Immunity in Chimpanzees Chronically Infected with Hepatitis C Virus: Role of Minor Quasispecies in Reinfection

Colby A. Wyatt, Linda Andrus, Betsy Brotman, Fannie Huang, Dong-Hun Lee, and Alfred M. Prince^*

Laboratories of Virology and Parasitology and of Microchemistry, The Lindsley F. Kimball Research Institute of the New York Blood Center, New York, New York 10021

Received 30 January 1997/Accepted 18 November 1997

We have previously reported that chimpanzees chronically infected with hepatitis C virus (HCV) could be reinfected, even with the original infecting strain. In this study we tested the hypothesis that this might reflect the presence of minor quasispecies to which there was little or no immunity. To evaluate this hypothesis, we sequenced multiple clones taken at intervals after primary infection and rechallenge from four chronically infected chimpanzees. The inoculum used in these studies (HCV-H, genotype 1a) revealed 17 separate variants among 46 clones sequenced. Following challenge, each of the four challenged animals showed marked alterations of their quasispecies distribution. The new variants, which appeared 1 to 6 weeks after challenge, were either identical to or closely resembled variants present in the challenge inoculum. These results, paralleled by an increase in viremia in some of the challenged animals, suggest that quasispecies in the challenge inoculum were responsible for signs of reinfection and that there was little immunity.

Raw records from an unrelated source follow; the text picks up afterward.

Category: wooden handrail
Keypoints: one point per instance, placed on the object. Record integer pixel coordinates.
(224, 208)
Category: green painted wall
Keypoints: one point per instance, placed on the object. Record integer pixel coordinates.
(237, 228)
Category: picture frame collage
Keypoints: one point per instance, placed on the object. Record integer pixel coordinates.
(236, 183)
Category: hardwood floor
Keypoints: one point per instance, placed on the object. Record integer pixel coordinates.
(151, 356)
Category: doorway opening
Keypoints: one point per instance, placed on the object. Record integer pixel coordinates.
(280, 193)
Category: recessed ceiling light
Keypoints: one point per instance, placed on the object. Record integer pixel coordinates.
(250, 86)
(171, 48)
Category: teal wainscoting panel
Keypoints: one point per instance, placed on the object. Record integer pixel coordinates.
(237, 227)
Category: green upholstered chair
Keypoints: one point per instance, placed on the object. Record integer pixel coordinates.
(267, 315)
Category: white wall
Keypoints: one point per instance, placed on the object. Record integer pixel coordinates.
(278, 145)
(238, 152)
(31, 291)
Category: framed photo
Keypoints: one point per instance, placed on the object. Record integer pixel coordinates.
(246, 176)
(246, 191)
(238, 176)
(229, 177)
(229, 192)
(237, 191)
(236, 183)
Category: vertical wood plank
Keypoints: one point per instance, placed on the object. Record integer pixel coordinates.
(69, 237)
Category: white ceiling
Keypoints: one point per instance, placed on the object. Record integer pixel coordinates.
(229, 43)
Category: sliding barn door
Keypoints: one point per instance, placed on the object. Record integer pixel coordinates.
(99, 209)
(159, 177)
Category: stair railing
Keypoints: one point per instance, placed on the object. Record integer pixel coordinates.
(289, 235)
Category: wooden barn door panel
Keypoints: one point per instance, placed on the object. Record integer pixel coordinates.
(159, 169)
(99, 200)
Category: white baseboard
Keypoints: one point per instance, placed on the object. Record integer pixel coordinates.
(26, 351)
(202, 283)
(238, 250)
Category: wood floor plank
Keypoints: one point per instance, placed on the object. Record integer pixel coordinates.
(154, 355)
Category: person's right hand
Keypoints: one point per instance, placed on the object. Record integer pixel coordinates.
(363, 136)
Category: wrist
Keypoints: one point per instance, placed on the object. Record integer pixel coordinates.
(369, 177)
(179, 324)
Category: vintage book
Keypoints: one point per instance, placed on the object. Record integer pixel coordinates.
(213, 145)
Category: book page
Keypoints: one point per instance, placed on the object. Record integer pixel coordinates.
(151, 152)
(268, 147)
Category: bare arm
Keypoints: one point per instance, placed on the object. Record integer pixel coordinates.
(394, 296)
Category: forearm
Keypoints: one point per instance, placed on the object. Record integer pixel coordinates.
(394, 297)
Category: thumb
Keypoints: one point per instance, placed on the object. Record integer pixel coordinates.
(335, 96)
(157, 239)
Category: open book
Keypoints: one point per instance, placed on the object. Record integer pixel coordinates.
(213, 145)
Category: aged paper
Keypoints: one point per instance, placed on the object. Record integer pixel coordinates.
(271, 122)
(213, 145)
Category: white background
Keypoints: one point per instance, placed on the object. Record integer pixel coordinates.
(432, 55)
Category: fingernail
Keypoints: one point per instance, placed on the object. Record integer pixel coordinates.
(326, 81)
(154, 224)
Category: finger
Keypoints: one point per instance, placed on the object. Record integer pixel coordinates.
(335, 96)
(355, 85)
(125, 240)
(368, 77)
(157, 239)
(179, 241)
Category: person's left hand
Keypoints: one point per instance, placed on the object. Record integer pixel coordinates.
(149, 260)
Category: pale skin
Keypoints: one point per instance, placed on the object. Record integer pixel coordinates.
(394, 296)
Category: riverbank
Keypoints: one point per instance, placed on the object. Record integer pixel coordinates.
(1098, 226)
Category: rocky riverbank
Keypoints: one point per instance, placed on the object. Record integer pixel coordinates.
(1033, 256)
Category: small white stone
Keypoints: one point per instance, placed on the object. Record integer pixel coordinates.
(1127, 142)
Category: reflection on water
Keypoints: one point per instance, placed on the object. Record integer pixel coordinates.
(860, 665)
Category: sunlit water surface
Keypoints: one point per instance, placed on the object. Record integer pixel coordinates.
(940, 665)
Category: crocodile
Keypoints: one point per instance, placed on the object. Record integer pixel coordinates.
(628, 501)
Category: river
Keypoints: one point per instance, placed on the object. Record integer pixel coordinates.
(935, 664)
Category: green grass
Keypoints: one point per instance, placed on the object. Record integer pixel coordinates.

However, the newly emerged quasispecies completely took over infection in only one animal. In the remaining three chimpanzees the prechallenge quasispecies were able to persist. The natural evolution of infection within chimpanzees resulted in variants able to compete with the inoculum variants. Whether through reexposure or the natural progression of infection, newly emerged quasispecies are likely to play a role in the pathogenesis of chronic HCV infection.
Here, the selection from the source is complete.